The Simpsons Season 31 premieres with viral violence in The Winter of Our Monetized Content.

This The Simpsons review contains spoilers.

The Simpsons Season 31 Episode 1

The title of The Simpsons, season 31, episode 1, “The Winter of Our Monetized Content,” may speak loudest towards where the series is headed. At 31 seasons, the series is now in fairly uncharted territory. No scripted show has lasted this long, certainly no comedy, a genre which has to stay fresh and relevant even as most of the jokes will become dated. The season opener appears to know this and pulls out every trick in a bid for relevancy.

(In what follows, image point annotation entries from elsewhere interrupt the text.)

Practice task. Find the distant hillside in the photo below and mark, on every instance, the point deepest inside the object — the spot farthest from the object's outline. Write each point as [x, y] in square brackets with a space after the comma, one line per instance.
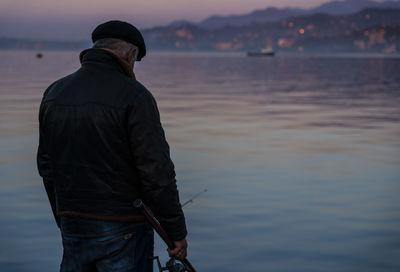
[274, 14]
[299, 33]
[369, 30]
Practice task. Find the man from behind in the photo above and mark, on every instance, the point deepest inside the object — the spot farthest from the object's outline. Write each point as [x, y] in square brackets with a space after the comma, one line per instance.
[101, 147]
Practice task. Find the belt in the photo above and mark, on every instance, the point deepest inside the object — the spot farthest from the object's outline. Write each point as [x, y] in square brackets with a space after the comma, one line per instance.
[129, 218]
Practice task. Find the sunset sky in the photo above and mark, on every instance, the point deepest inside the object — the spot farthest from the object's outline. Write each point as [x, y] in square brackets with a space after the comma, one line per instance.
[75, 19]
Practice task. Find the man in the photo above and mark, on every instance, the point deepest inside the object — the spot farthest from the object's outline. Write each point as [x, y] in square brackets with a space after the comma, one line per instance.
[101, 147]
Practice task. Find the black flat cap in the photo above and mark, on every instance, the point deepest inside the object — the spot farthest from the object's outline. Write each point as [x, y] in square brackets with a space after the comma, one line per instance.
[123, 31]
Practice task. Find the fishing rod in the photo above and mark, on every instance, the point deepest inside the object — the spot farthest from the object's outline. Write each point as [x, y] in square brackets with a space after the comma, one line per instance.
[172, 265]
[195, 196]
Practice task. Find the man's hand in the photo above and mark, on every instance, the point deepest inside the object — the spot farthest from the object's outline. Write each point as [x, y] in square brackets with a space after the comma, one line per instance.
[179, 252]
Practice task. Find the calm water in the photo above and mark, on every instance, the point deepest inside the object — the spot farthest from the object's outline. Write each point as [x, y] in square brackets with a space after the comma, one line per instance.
[300, 157]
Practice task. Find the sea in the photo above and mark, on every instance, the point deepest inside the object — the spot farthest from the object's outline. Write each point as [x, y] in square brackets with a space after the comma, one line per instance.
[296, 159]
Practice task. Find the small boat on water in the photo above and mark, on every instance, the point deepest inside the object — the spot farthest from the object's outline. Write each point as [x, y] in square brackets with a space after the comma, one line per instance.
[262, 52]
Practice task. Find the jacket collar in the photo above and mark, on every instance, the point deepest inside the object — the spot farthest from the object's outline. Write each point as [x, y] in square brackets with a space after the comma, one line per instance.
[126, 67]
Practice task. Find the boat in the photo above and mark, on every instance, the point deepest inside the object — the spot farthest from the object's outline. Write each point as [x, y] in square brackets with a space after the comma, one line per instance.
[262, 52]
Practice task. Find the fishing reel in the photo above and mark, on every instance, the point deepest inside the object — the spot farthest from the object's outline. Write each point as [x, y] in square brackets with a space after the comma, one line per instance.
[173, 265]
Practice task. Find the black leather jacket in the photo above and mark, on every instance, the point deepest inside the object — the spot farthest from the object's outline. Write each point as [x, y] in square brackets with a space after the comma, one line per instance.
[102, 146]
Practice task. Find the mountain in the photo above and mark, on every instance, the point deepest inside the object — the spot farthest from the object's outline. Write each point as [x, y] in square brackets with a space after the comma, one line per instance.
[274, 14]
[351, 6]
[370, 30]
[257, 16]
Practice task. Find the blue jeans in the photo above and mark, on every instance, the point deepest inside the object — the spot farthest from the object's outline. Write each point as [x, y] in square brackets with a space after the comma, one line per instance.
[91, 245]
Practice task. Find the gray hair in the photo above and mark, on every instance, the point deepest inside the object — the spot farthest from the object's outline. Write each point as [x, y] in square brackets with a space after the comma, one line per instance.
[119, 46]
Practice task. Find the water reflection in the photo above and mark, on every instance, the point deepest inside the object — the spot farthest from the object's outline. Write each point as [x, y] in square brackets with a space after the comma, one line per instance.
[300, 156]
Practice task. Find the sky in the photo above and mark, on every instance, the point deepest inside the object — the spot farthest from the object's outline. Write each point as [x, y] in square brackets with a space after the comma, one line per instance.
[75, 19]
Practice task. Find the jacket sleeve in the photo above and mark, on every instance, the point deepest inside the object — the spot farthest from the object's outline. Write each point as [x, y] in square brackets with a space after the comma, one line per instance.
[44, 166]
[152, 161]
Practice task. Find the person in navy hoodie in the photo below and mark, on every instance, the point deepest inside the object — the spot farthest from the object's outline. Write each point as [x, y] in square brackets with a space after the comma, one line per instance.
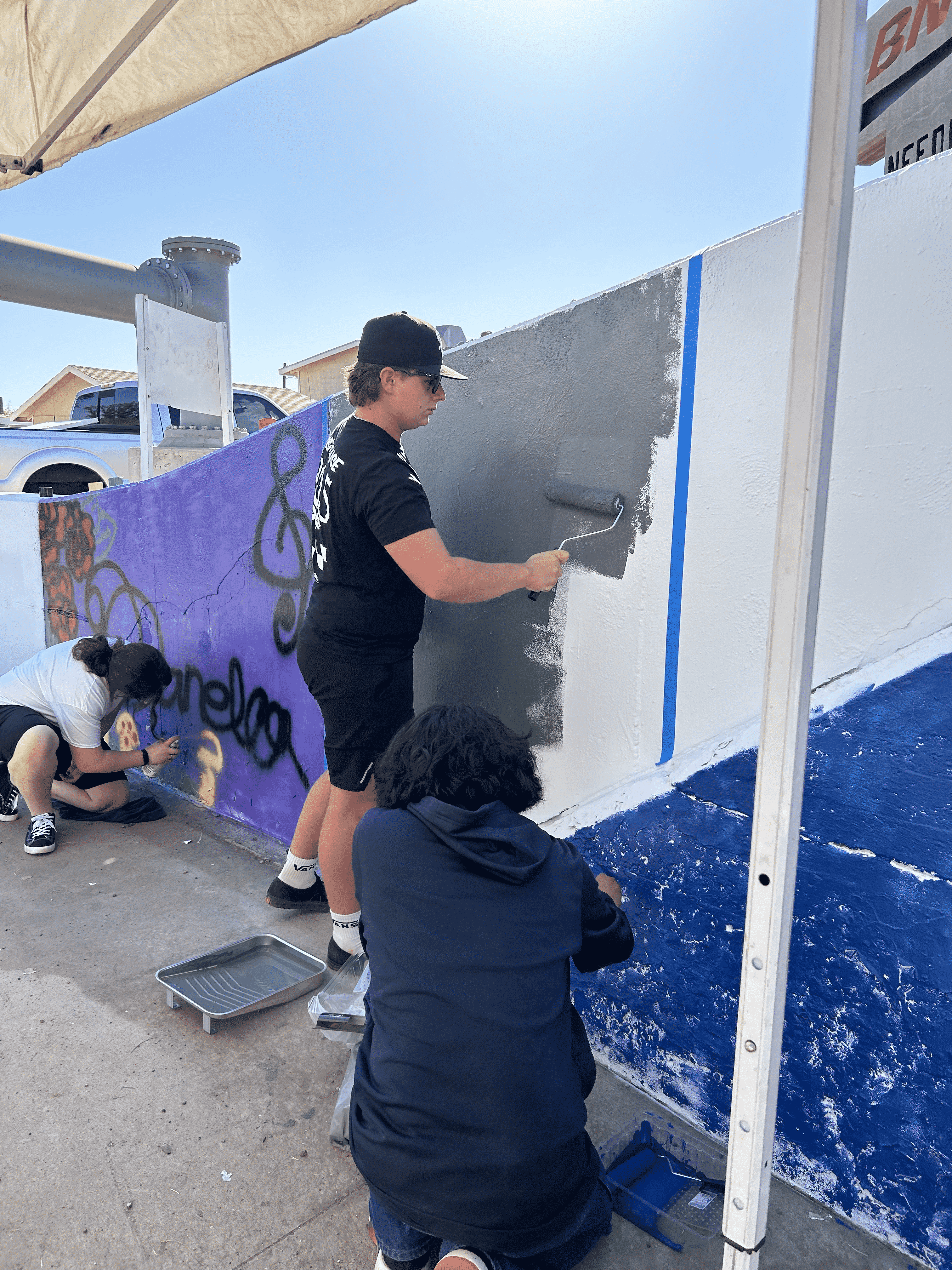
[468, 1117]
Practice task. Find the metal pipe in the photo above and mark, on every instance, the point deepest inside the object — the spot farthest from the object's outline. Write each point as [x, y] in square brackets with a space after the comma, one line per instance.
[191, 276]
[206, 262]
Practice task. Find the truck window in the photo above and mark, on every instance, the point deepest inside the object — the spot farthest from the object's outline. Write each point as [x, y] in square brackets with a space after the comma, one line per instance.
[86, 406]
[118, 411]
[126, 404]
[249, 409]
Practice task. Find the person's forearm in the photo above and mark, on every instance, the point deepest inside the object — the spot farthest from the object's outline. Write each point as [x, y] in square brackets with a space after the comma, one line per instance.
[101, 761]
[468, 582]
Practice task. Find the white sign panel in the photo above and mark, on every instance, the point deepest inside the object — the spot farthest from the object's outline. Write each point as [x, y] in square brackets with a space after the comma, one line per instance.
[183, 363]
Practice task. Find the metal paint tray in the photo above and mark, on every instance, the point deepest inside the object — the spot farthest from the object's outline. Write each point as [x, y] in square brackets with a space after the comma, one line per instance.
[239, 978]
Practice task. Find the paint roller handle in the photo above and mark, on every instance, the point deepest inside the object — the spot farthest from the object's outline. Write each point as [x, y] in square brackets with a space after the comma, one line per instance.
[544, 566]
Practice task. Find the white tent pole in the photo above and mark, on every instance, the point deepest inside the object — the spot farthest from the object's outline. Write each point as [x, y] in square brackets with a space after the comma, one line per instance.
[145, 397]
[808, 441]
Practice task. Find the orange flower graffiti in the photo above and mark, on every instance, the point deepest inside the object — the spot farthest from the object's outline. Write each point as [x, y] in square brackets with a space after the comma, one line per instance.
[64, 529]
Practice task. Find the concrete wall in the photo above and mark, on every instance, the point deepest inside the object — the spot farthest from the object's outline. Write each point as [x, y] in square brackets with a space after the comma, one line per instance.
[617, 678]
[592, 392]
[669, 389]
[210, 563]
[21, 585]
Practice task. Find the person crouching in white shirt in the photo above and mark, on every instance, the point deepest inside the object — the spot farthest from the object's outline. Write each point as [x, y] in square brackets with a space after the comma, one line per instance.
[55, 712]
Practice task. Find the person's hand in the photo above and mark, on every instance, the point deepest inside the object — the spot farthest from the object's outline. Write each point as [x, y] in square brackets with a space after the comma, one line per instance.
[610, 887]
[162, 752]
[546, 569]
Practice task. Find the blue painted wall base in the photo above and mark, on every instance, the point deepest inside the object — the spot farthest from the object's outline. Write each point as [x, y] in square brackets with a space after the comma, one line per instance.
[864, 1118]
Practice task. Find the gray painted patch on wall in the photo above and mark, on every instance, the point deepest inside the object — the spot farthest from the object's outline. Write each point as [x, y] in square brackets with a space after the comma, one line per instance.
[582, 394]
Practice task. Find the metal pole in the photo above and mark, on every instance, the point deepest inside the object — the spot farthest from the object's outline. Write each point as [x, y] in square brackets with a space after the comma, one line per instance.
[145, 395]
[228, 404]
[808, 441]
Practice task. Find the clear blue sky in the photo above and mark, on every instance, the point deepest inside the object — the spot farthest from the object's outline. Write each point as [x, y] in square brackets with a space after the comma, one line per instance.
[473, 162]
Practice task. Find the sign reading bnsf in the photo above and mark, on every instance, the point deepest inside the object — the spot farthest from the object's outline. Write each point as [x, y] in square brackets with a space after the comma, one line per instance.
[908, 84]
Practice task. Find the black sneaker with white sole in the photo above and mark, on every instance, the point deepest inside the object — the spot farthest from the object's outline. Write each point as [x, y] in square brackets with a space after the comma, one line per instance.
[41, 836]
[308, 900]
[9, 797]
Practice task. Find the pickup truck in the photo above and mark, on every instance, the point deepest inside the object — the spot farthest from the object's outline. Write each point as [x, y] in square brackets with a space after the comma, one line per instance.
[92, 448]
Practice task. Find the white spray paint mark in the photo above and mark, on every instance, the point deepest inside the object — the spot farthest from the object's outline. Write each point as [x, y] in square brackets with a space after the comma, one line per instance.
[853, 851]
[920, 874]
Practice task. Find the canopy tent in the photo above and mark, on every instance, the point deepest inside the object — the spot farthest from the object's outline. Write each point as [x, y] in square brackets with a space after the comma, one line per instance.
[81, 73]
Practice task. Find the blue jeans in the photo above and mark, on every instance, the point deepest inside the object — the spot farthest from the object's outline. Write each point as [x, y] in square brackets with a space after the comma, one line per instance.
[407, 1249]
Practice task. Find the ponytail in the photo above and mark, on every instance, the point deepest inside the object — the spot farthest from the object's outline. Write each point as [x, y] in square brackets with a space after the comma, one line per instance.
[96, 653]
[135, 671]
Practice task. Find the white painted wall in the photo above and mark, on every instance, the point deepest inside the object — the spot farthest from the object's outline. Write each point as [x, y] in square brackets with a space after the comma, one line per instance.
[22, 629]
[888, 562]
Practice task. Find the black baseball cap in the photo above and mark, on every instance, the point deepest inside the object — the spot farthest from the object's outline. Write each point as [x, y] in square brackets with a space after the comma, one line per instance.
[405, 343]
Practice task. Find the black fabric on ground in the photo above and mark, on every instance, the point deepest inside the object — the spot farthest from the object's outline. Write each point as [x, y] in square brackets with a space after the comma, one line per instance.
[138, 811]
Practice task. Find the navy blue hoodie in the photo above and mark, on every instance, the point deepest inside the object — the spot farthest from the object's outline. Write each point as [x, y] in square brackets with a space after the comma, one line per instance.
[468, 1118]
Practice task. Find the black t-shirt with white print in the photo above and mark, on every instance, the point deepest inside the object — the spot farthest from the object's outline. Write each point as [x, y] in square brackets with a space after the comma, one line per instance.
[364, 606]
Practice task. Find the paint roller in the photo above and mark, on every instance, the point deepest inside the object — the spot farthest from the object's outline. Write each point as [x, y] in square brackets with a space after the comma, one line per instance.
[587, 498]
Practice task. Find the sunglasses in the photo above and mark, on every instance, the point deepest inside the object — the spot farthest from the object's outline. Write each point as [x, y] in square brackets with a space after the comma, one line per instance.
[433, 381]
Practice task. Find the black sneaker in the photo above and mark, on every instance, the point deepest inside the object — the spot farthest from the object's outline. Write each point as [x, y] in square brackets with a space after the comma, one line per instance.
[337, 957]
[9, 796]
[41, 836]
[311, 900]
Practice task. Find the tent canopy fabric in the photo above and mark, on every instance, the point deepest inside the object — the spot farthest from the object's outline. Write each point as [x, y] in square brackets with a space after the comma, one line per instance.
[81, 73]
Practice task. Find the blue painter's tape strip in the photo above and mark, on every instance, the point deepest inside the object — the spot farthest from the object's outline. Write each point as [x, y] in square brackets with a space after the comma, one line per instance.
[682, 473]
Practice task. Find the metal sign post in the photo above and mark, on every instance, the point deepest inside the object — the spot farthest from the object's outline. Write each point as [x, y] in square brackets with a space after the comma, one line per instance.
[808, 441]
[183, 361]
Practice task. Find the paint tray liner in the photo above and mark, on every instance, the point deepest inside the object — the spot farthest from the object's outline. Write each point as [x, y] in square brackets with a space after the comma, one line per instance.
[667, 1181]
[338, 1009]
[238, 978]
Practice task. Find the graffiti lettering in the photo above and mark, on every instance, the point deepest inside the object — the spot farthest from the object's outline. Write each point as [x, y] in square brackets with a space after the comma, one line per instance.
[289, 614]
[262, 727]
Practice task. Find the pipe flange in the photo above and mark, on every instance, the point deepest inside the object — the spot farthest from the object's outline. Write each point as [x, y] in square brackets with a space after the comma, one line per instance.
[168, 283]
[190, 248]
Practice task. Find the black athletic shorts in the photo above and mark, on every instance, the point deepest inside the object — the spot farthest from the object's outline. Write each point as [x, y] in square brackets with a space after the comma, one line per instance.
[362, 705]
[14, 721]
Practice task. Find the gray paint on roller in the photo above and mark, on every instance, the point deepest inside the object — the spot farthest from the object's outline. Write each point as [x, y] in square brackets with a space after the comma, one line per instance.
[579, 395]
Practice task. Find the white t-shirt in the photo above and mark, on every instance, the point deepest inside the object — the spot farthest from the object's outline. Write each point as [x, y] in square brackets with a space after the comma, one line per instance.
[64, 691]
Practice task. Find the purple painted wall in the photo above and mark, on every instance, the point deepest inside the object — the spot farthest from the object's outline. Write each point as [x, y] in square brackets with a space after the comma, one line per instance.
[210, 563]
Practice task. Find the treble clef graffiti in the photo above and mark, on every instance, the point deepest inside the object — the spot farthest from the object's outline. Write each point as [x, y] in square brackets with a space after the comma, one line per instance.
[289, 611]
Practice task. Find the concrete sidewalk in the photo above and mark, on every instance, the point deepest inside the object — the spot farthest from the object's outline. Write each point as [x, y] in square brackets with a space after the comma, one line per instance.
[134, 1140]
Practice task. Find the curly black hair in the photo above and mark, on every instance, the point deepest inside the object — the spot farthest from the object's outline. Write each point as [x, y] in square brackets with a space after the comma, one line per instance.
[135, 671]
[460, 755]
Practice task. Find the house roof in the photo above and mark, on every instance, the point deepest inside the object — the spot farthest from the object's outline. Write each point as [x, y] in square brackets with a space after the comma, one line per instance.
[91, 374]
[289, 369]
[287, 399]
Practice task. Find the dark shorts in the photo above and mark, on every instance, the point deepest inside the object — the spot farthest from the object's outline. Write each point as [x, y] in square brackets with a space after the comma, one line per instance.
[412, 1250]
[16, 721]
[362, 705]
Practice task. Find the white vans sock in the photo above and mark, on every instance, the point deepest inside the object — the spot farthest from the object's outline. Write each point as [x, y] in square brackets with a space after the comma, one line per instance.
[347, 934]
[299, 873]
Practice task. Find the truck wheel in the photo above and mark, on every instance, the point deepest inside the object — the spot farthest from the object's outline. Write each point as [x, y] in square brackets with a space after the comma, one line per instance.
[61, 481]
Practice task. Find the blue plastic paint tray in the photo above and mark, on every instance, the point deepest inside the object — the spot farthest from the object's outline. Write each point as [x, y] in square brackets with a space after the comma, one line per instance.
[667, 1183]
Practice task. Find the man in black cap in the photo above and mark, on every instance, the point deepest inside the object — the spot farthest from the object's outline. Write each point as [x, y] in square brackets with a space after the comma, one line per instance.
[376, 556]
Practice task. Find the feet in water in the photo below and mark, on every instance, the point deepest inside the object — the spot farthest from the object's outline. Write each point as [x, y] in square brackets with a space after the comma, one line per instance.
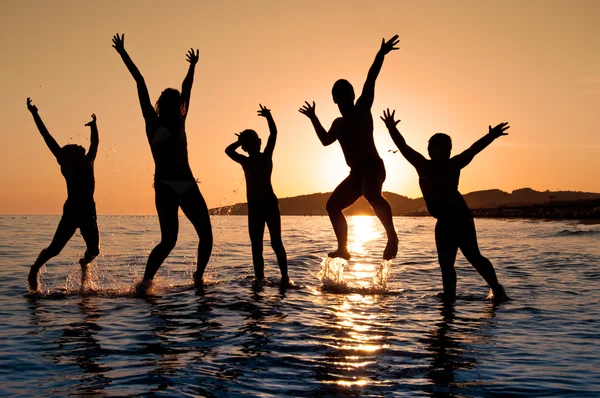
[498, 295]
[83, 261]
[391, 249]
[340, 253]
[32, 281]
[142, 288]
[287, 283]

The main plot involves viral videos. Bart and Homer hit a sweet analytic while beating on each other. The paint fight between Homer and Bart is great and deserves to go viral. It is a throwback to the chaos of earlier seasons and breaks a fourth wall which only exists in the world of animation. El Barto shows what made him famous by spray painting Homer’s face yellow, and Homer draws his features back using a magic marker. This is a brilliant example of double surrealism. The fights which Homer and Bart film move into surreal violence as the episode progresses. Bart throws sizzling bacon on Homer and they inflict damage on each other which would send non-yellow people to the hospital, or worse.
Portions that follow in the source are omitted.